Musk enters the lobby of Trump Tower in Manhattan, New York. Source: Reuters

Tencent snatches up 5 pc stake in carmaker Tesla, cements position in China

TESLA edges further into China’s auto market by bringing on board the crème de la crème of investors.

As reported by Bloomberg, Tencent has just purchased a five percent stake in Tesla for US$1.8 billion, which validates both the ingenuity of Elon Musk and the future of electric vehicles for the China market.

“Elon Musk is the archetype for entrepreneurship, combining vision, ambition and execution,” Tencent said in a statement.

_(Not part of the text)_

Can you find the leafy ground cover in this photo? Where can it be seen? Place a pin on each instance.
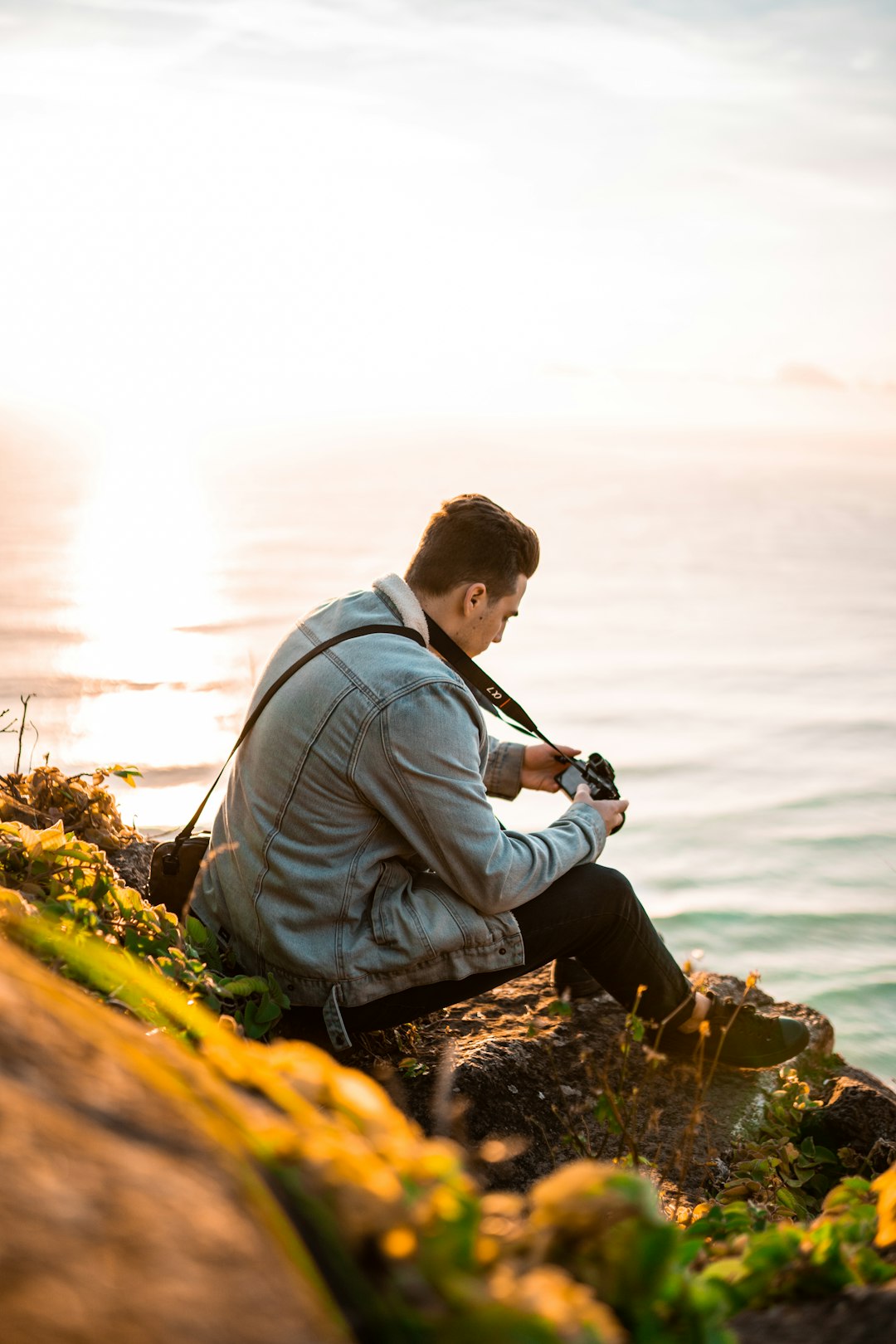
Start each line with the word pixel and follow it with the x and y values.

“Tesla is a global pioneer at the forefront of new technologies including electric vehicles, assisted driving, shared vehicles, digitizing real-world information, sustainable energy generation and scalable energy storage.”

SEE ALSO: Renewed interest in Tesla as sales in China triple to over $1b

While Tesla already has a presence in China – with stores in Beijing, Shanghai and Guangzhou – and has tripled its revenue last year to reach more than US$1 billion, its sales make up less than 25 percent of what the company makes in the US.

Joseph Fath, a fund manager at T. Rowe Price, which is an investor in Tesla, said being able to count Tencent as an investor gives the company a tremendous leg up ahead of its next product launch.

“Having Tencent as a partner helps position Tesla to launch the Model 3 in China. Tencent is one of the three superpowers in China along with Baidu and Alibaba, and they clearly have a lot of backing from the government,” he said.

The deal puts Tencent in the position of Tesla’s fifth-largest shareholder and is evidently a part of its string of investments into technology that is disrupting the future of mobility. In the past, Tencent has backed startups that develop the maps and AI needed for self-driving cars and is also an investor in ride-hailing apps such as Didi Chuxing.

The social networking giant is also an early investor in electric car maker Nio (formerly known as NextEV), which has since opened US headquarters in California and looks to bring its plug-in autonomous car to the American market by 2020.